Leipzig. Eigentlich ist ein nicht durch eine Verletzung erzwungener Torwart-Wechsel in der Schlussphase eines Fußball-Spiels ein Unding, eine Respektlosigkeit gegenüber dem Gegner. Davon konnte am Sonntagabend allerdings keine Rede sein. In der 87. Minute brandete rauschender Beifall auf in der Red Bull Arena. Nicht wegen des guten Spielvortrags der Gastgeber, die zu diesem Zeitpunkt 4:0 gegen den FC Augsburg führten (und mit diesem Ergebnis auch die Partie beendeten). Sondern wegen eines 36-Jährigen, der sich an der Seitenlinie auf seine Einwechslung vorbereitete.
Gulacsi musste Ball ins Aus spielen
Als Philipp Tschauner, eigentlich dritter Keeper von RB, sich von der Bank auf den Weg machte, wurde er nicht nur einmal umarmt.
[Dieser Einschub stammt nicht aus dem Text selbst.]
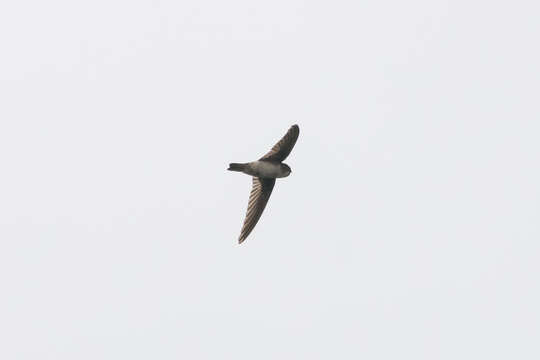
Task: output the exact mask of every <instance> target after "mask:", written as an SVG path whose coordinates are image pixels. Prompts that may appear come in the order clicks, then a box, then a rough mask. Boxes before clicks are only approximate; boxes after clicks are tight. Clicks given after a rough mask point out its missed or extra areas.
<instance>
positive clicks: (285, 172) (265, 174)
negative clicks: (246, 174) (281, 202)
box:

Coach Domenico Tedesco gab ihm noch ein paar warme Worte mit auf den Weg. Leipzigs Nummer eins und Kapitän Peter Gulacsi rannte zur Seite, übergab Tschauner die Binde. Der hatte mit seinen Torwarthandschuhen Probleme, die zu befestigen. Team-Manager Babacar N’Diaye half in diesem Fall vermutlich besonders gern. Denn der Einsatz des gebürtigen Schwabachers, der 2019 an die Pleiße gewechselt war, war der Erste und zugleich der Letzte in einem Pflichtspiel für RB. Tschauner beendet nach der Saison seine aktive Karriere, wechselt ins Torwarttrainer-Team des Clubs. Vor dem Anpfiff war der offiziell verabschiedet worden.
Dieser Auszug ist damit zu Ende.